For Romina Rivero, the vertebra is a symbol of vulnerability and, at the same time, pure liberating power. Bones that are part of the installation have their personal experience of life linked to the healing, physical and spiritual. Represent the fight from the intimate, understanding the body as an extension of the Interior able to overcome external domains, that subjugate you and constrain. The installation device comdeses a field of tensions, among which stands out the existing between the idea of the social body Foucauldian - understood as the materiality of power on the same bodies of the subjects – and the estimation of the classical oriental philosophy, procurer of deep awareness, in the interests of the individual and collective emancipation.

On one hand, we are a same driver gear uniformed parts: the look of the Panopticon - that eye that sees everything -, weighs on our bodies blinded and disposed in one direction only. On the other, we are constitutive, differentiated and unique bones, which contain an inherent freedom. It is a dance of forces destined to reveal what, by nature, belongs to us.
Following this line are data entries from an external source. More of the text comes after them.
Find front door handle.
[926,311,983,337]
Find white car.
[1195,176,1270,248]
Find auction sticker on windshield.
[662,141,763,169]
The oppressive metallic coating, a clear reference to capitalism and the post-Fordist industrial society, is also a specular surface on which to be reflected and do an introspection exercise. In this way, the possibility opens up to generate a place of resistance at the very core of repression. The threads that pull and tighten embody, in the same way, their power to untie. This conception is very close to the Chinese tradition, where the natural course of things, the Dao, is forged through the alternation of two opposing active principles, the yin (shady) and the yang (solana).

Said Master Lao Zi in the Tao te king:

(...) Being and nothing generate one another,

the difficult and the easy are completed with each other,

the length and the short form one another.

the high and the low are poured into each other,

the sound and tone harmonize with each other,

the before and the after follow each other.

There is a tension between what we are essentially and what we become, between the consubstantial movement that should prevail and the self-imposed one. We get carried away by the strategies that governments and power groups have built ad hoc for our domination. Without thinking where, we just go. But sometimes, in that journey, a space is created, a gap to fill, a silence. The so-called state of inaction1. They are the tense threads and the possibility of cutting them, of getting out of the way marked. We discover the intimate dimension in which we recognize ourselves, that redoubt of freedom, reflection and empowerment.

The installation work presented by Romina Rivero is subtle and emphatic, with the indispensable elements, but with multiple layers of reading. From the dignification of the woman´s mourning expressed in the black lace, to the vindication of the difference intervening each bone piece with detail. In front of all of them, a clear message: to work the distance that separates us from ourselves, reverting the hegemony in favor of autonomy, the disciplinary processes in libertarians. In short, to make the potential emerge from the union and the richness of the interdependent vertebrae.

 

 

1.Inaction is another of the common concepts of traditional Chinese thought, it is not about absolute inertia, but about understanding the state of things and balancing it without exerting any pressure on beings. Inaction is typical of the course, whose effectiveness is universal and permanent. Translation by Anne Hélène Suarez Girard in Tao te King by Lao zi. Ediciones Siruela, 1998 Madrid.